Adam Yoshida is, quite simply, insane.

 
 

Salvage-
That’s truly stunning. You’ve made my day 🙂

 
 

Calling Yoshida “insane” is an insult to insane people.

 
 

Canadian IRL. From SC’s 3rd district and a US Citizen in character…

IRL: SC’s third tends to skew right, but not Yoshida’s *hyperinsane* right…

 
Hysterical Woman
 

In his “Mexicans and Arabs share mental link” ad, here is what he suggests as solutions to illegal immigration:
1. Tell the president of Mexico to solve the illegal immigration problem in one week. Surely thats enought time to deal with a massive emigration! If Mexico fails, we blow them up good.
2. Send the army after all the illegal immigrants in our country.
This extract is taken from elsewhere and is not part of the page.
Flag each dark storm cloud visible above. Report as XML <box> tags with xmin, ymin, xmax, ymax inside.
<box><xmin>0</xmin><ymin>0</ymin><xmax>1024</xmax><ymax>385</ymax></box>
Afterall, the strawberry pickers and nannies are actually a secret army in our midst!

I’m so glad for that constitutional clause right now.

 
Hysterical Woman
 

Here’s more:

When our ancestors arrived in the New World and found effectively empty land, they claimed it- why shouldn?t America claim the Moon?

And when those little green man say they were there first, we’ll zap them like Injuns!

 
 

If I am elected President my first act will be to withdraw the United States from the Outer Space Treaty of 1967 and declare the Moon to be the sovereign territory of the United States of America.

Is it just me, or am I hearing in the background Daffy Duck screaming “Duck Dodgers of the 24? Century!!”

 
 

Okay, that ‘effectively empty’ comment makes this Native American descendent want to find and scalp Yoshida.

Who’s with me?

 
 

Gang,

If you’re going to go through Adam’s old ads, you have to find the one where he shoots some bank robbers in the middle of a speech (or something like that). Beats the moon ads hands down.